A few years back, an author named Paddy Griffith wrote a book called The Viking Art of War, which has since been cordially disliked by Viking reenactors all over the world. Griffith held an essentially low opinion of Viking tactics and strategies, and (as I recall) of Viking intelligence in general.
Now I. P. Stephenson has written a new book on the subject, Viking Warfare. Paddy Griffith ought to welcome its appearance, since it will provide a new target for the hate. Reenactors will hate this book just as much, but for different reasons.
Stephenson’s first sin (in my view) is to utterly reject the Icelandic sagas as a source of historical information. If he has read Prof. Torgrim Titlestad’s defense of saga reliabiliity, he dismisses it out of hand. The sagas were written centuries after the events, he says, for the purpose of glamorizing the authors’ ancestors. For that reason they cannot be trusted at any point.
But he nevertheless maintains that we have enough information to provide material for a book. Unfortunately, he fails to demonstrate that contention. He analyzes the history of Viking activities, their battle strategies, and their equipment, and all the way through he ends almost every discussion with the equivalent of, “But we don’t really know for sure.” If you enjoy seeing an author admit his ignorance over and over, this is the book for you.

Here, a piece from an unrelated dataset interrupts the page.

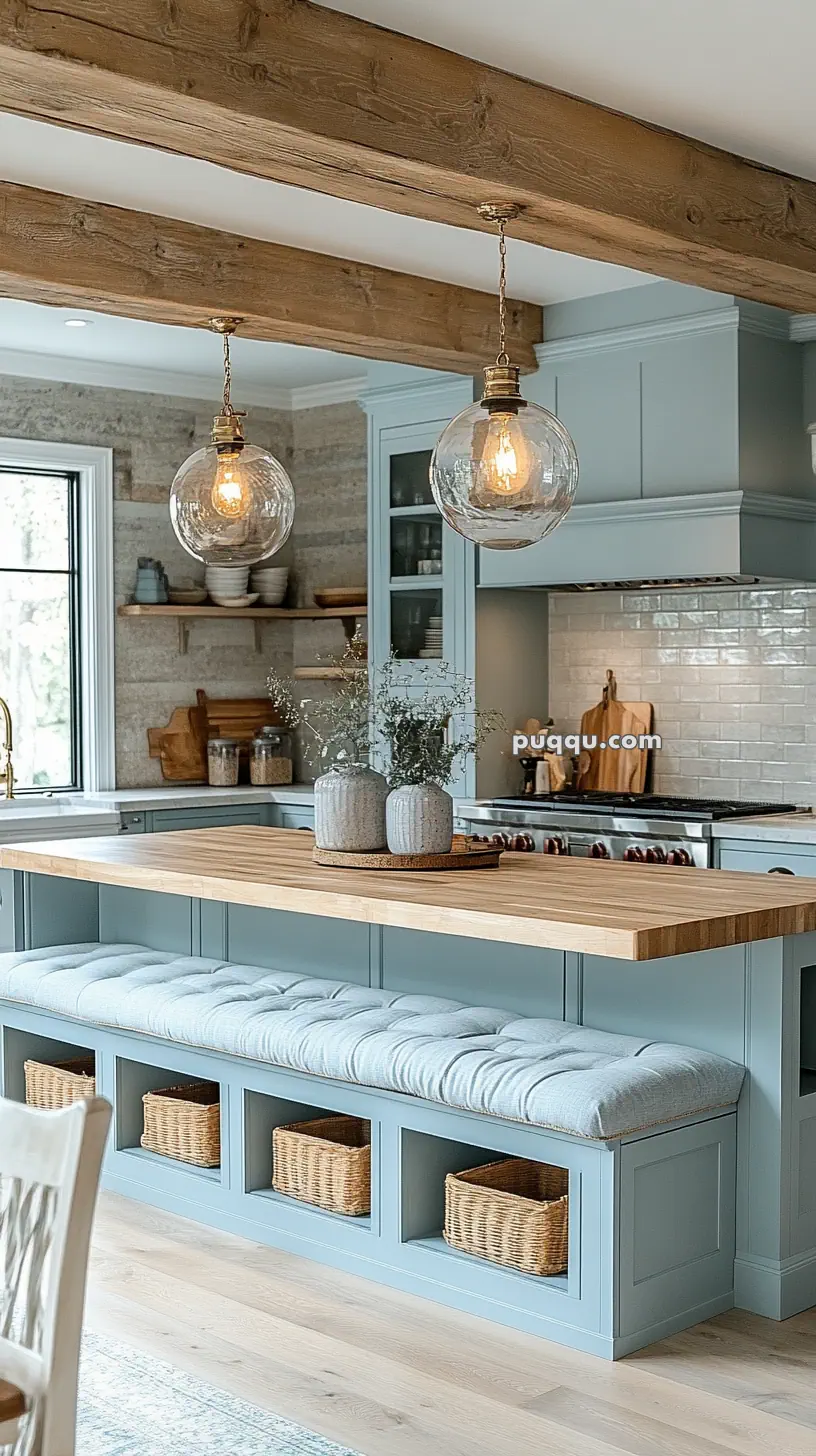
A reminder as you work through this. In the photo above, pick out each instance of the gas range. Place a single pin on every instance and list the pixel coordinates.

He also makes a number of summary judgments which I, as a reenactor myself, find doubtful. Shield walls were only loose formations, he tells us, not solid lines of overlapped shields. The “swine” formation was a simple column, not a wedge. Leather helmets are purely fictional. Scramasaxes were seldom carried. Hundreds of reenactors around the world, me among them, will disagree on several of these points, not on the basis of academic research, but through experience on the field.
It’s only at the very end, where he examines the Battle of Maldon, that Stephenson breaks out and actually makes an interesting contribution to the historical discussion. He does his best to rehabilitate Byrhtnoth Byhrthelmsson, the English commander at the poetically immortalized battle, whose leadership was condemned by no less a scholar than J. R. R. Tolkien. Stephenson argues – persuasively – that if you consider the battle from the perspective of Byhrtnoth’s primary objective – to prevent the Vikings’ escape – everything he did makes good sense. He just had the bad luck to get killed.
Scholarly types will want to read Viking Warfare just for its unconventional arguments, but I don’t think it has much useful to offer the average reader.